The use of several GC in different studies were converted to dexamethasone (DEX) equivalent doses in order to compare the different doses employed in those studies in terms of dexamethasone.

Certainly, the decision of administrating GC in SARS-CoV-2 infected patients will also depend on their clinical history accounting a compromised immunological condition, as potential risk can be developed in those in which a GC administration can increase a previous immunosuppressive immune response.

Taken together, these precedent studies provide crucial information on three fundamental aspects to be considered for modulation of inflammation during COVID-19: the time in which GC are recommended to start, the effective dose to control inflammation with minimal negative side effects, and the delivery route selected to reach the CNS (Figure 1C).

Conclusions and Perspectives

The SARS-CoV-2 infection dramatically illustrates the double edge of inflammation.

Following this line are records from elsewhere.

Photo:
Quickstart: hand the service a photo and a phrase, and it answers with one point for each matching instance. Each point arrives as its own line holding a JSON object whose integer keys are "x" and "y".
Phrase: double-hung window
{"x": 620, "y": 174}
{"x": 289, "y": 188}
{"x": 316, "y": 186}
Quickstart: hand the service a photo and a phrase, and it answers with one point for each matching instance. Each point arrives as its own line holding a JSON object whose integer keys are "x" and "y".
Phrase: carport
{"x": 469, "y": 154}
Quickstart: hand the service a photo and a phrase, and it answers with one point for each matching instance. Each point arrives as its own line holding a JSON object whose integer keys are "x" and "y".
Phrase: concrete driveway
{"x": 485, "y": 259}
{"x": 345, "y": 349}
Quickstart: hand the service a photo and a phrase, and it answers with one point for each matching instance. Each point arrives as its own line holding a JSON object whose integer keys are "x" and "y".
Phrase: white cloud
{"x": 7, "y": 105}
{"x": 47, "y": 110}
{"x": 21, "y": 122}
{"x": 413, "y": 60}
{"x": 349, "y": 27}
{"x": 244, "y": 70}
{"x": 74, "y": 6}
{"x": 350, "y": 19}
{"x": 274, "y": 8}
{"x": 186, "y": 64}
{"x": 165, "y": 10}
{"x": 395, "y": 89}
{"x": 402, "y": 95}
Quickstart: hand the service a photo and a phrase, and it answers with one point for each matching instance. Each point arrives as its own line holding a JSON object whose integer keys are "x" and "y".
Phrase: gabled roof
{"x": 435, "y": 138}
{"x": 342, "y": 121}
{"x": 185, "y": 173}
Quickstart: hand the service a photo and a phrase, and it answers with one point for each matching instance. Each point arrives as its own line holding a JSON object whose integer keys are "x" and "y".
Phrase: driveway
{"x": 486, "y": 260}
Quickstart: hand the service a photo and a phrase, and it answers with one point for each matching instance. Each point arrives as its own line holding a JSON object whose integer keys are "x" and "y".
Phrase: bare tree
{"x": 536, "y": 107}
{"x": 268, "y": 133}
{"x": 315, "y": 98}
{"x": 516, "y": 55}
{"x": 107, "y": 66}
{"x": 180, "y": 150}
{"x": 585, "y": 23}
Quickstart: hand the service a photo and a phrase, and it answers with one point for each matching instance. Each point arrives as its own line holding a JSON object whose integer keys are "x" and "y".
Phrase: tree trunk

While it is essential to contain infection and develop an adaptive immune response that increases the efficiency to deal with the virus; its dysregulation and exacerbation can produce negative results that include a fatal outcome for the patient. The analysis presented in this review emphasizes the relevance of controlling inflammation during stage 2 of infection, allowing the establishment of adaptive immunity that prevents the appearance of severe symptoms. Based on the available evidence, we propose that the optimal time to start a low-dose GC-based treatment is at least 5 d after the onset of symptoms. It would be very important to define inflammatory markers to standardize the timing of GC administration. Unfortunately, due to the high number of patients and the difficulties to perform laboratory tests in all the settings, clinical criteria are more feasible to be used now. It is also important to emphasize the relevance to control not only the dysregulated peripheral inflammatory response, but also the neuroinflammation to reduce cerebral dysfunctions. In order to increase the efficacy of reaching the central nervous and respiratory systems, we propose the use of the intranasal route for GC administration. This route avoids the requirement of high GC doses to reach the CNS. The available experimental evidence derived from a mice model of sepsis supports that this route is more efficient than the intravenous route to control both the exacerbated peripheral- and neuro-inflammatory responses (4,5). Moreover, since lower doses are administered when compared to the parenteral scheme the negative collateral effects are reduced. A clinical protocol is being reviewed to begin evaluation of intranasal GC at low doses in COVID-19 hospitalized patients. The treatment will begin when shortness of breath appears, usually in the second week of illness; seeking to prevent the progress to hypoxemia.